The line below generates 100 Pacbio reads for the Escherichia coli 042 genome and outputs it on a FASTQ file named ecoli_pacbio_reads.fastq.
$ simlord -n 100 --read-reference genomes/Escherichia_coli_042.fasta ecoli_pacbio_reads
Now, we use DeepSimulator to simulate Nanopore reads. The tool requires you to have conda installed in your machine. If you don’t know how to install conda, please read this post.
Once you have conda set up, the next step is to install DeepSimulator by following these steps:
# clone tool from git
git clone https://github.com/lykaust15/DeepSimulator.git
# change directory to DeepSimulator cloned
cd ./DeepSimulator/
# install DeepSimulator
./install.sh
Now that we got the tool installed, it is easy to run it.
$ ./deep_simulator.sh -n 100 -i ../genomes/Escherichia_coli_042.fasta -c 16 -o ecoli_nanopore
The command should generate 100 Nanopore reads for Escherichia coli 042 using 16 CPUs, and they will be stored at directory ecoli_nanopore/
2. Simulating Metagenomes
Next, using a read simulator on a metagenomic dataset is also simple.
First, we need to define a tabular file with the target sequences in the first column and on the second column the sequence abundance. The sum of abundance has to sum up to 1 (100%).
For example, here we are simulating a microbial community with E.coli, Staphylococcus aureus, and Streptococcus pyogenes. When creating the tabular file, please ignore the header from the table below.

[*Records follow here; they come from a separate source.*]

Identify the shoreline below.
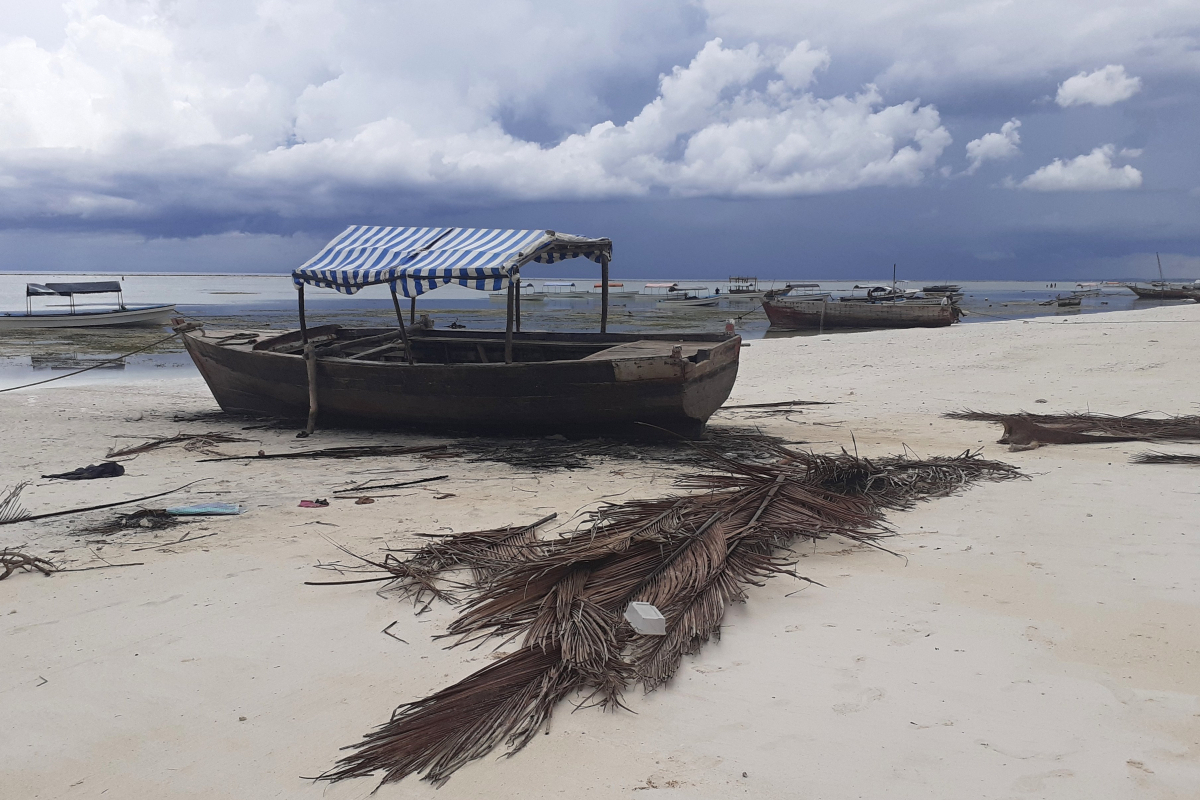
[0,305,1200,800]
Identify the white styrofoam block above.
[625,602,667,636]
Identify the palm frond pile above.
[1129,452,1200,467]
[942,410,1200,446]
[320,446,1021,784]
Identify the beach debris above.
[79,509,180,536]
[1129,452,1200,467]
[167,503,241,517]
[0,548,59,581]
[199,445,449,462]
[104,431,250,458]
[42,461,125,481]
[625,601,667,636]
[942,410,1200,450]
[0,481,29,524]
[0,477,210,527]
[320,446,1024,784]
[334,475,450,494]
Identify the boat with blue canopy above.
[0,281,175,331]
[176,225,742,437]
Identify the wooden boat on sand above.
[762,295,961,331]
[176,225,742,437]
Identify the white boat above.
[726,275,767,302]
[487,281,546,302]
[647,284,721,308]
[588,281,637,300]
[541,281,588,300]
[0,281,175,331]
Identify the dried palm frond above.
[322,445,1021,784]
[942,410,1200,445]
[1129,452,1200,465]
[104,432,250,458]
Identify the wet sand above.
[0,306,1200,800]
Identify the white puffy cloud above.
[0,0,950,219]
[702,0,1200,95]
[966,116,1021,175]
[1055,64,1141,108]
[1016,144,1141,192]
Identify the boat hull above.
[0,306,175,331]
[1126,284,1200,300]
[184,331,742,437]
[762,300,958,331]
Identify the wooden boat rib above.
[762,297,959,331]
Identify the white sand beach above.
[0,305,1200,800]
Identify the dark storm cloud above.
[0,0,1200,277]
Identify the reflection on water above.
[0,276,1188,387]
[29,353,125,369]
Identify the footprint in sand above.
[833,686,887,714]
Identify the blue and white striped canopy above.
[292,225,612,297]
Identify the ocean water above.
[0,272,1185,387]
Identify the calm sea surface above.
[0,272,1185,387]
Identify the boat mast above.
[600,255,608,333]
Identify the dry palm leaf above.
[322,446,1021,784]
[942,410,1200,445]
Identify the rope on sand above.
[0,333,179,393]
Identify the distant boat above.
[920,283,962,300]
[646,283,721,309]
[487,281,546,302]
[762,296,961,331]
[542,281,588,300]
[1123,281,1200,300]
[0,281,175,331]
[588,281,637,300]
[727,275,767,300]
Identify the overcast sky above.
[0,0,1200,279]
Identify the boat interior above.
[243,324,732,365]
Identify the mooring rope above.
[0,333,179,393]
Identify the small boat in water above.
[646,283,721,311]
[588,283,637,300]
[541,281,588,300]
[0,281,175,331]
[176,225,742,437]
[726,275,767,300]
[762,294,961,331]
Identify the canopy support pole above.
[304,343,317,437]
[512,272,521,333]
[504,279,516,363]
[296,283,308,344]
[600,255,608,333]
[391,284,416,366]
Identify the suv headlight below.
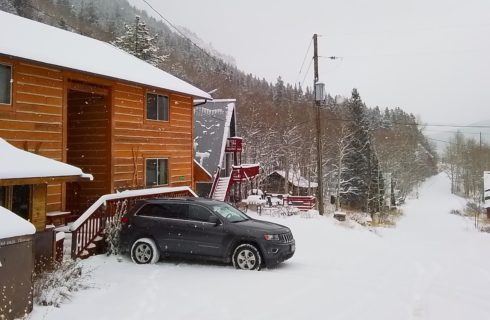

| Sequence ID | Abundance |
| FN554766.1_ecoli | 0.5 |
| AP017922.1_staphylococcus_aureus_JP080 | 0.3 |
| AE014074.1_streptococcus_pyogenes_MGAS315 | 0.2 |
Now that we have the abundance file, we can run InSilicoSeq to generate some NovaSeq reads, but it could also have been Hiseq or Miseq as done above.
Below we are generating 100,000 paired reads for the genomes in folder genomes/ and desired abundance for these sequences are described in metagenome_abundance.
$ iss generate --n_reads 100000 --genomes genomes/*.fasta --abundance_file metagenome_abundance.txt --model novaseq --output novaseq_reads_metagenome --cpus 16
This should generate 25,000 pairs of Ecoli reads (50%), 15,000 pairs of Staphylococcus Aureus reads (30%), and 10,000 pairs of Streptococcus Pyogenes reads (20%).
More Resources
Here are three of my favorite Python Bioinformatics Books in case you want to learn more about it.
- Python for the Life Sciences: A Gentle Introduction to Python for Life Scientists Paperback by Alexander Lancaster
- Bioinformatics with Python Cookbook by Tiago Antao
- Bioinformatics Programming Using Python: Practical Programming for Biological Data by Mitchell L. Model
Conclusion
In this tutorial, you learned how to use a read simulator on single-cell and metagenomic reads with Illumina NovaSeq, HiSeq, and Miseq, Pacific Biosciences (PacBio) SMRT, and Oxford Nanopore models.